I have to document a position as Manager of MIS (or MIS-Manager, as I prefer). But what the hell does it mean? If I don't go through excrutiating descriptions of what I actually did, it gets lost in the translation of a title like that. For example, I managed our Web group (all right, it was just me and a Webmaster). This involved the simplest of text changes to creating graphics to formulating new content to coding cgi scripts, and yes often required making the big decisions on things like layout and design. And it was many sites I watched over.

But having a résumé state the dry "I managed all aspects of the company's Web sites and online servicing of our customers and employees" says little of how I'd be awakened at five in the morning because something on our "home page" wasn't working (didn't matter it would turn out to be a problem our System Admin group dealt with, because guess who ended up explaining what was wrong and how to fix it?). Or that I'd spend an extra hour at work reformatting a press release to html. Or all the times I massaged information for our engineering and marketing and support groups (each required a different take on the data, naturally). It most definitely leaves out all those tools, techniques, and solutions I devised to the benefit of the company.

And none of it was part of the job description. Well, not until it hit my résumé.

March 03, 2002
My Favorite Atypical Favorite Categories


  • Favorite Non-Lethal Skin Disease: Eczema.

  • Favorite Lesser Known Saturday Night Live Alumnus: Tim Meadows (Tina Fey's a close second).

  • Favorite Way to Open Envelopes: Pluck out the top seam with a fingernail.
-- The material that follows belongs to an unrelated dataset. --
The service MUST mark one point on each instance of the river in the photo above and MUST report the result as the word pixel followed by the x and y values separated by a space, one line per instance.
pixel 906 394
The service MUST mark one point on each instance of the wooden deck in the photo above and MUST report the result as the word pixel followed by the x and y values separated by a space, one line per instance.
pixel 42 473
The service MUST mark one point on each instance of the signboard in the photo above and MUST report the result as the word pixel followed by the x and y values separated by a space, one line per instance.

  • Favorite Capital Offense Punishment: Can't beat the controversy surrounding the electric chair!

  • Favorite Drug Addiction: Heroin (with a little Percodan dependence thrown in).

  • Favorite Popularly Disliked Musical Instrument: Harpsichord.
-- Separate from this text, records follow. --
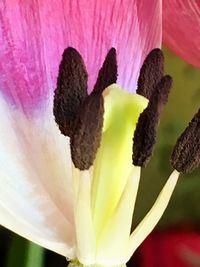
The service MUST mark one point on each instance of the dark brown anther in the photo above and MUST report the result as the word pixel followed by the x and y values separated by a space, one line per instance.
pixel 108 73
pixel 146 128
pixel 186 153
pixel 87 132
pixel 151 73
pixel 71 90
  • Favorite Finger Counting Method: Lift fingers in turn starting at index, finish with thumb.

  • Favorite Quality of Life Issue: Noise Pollution.

  • Favorite Zoological Word: Annelidous. Look it up!

  • Favorite Standard Movie Making Goof: When the boom mike moves into camera shot.

  • Favorite Bad Fast Food Hamburgers: Dairy Queen's. They're so bad, they're good.

  • Favorite Harmless Term For the Homeless: Rent Free!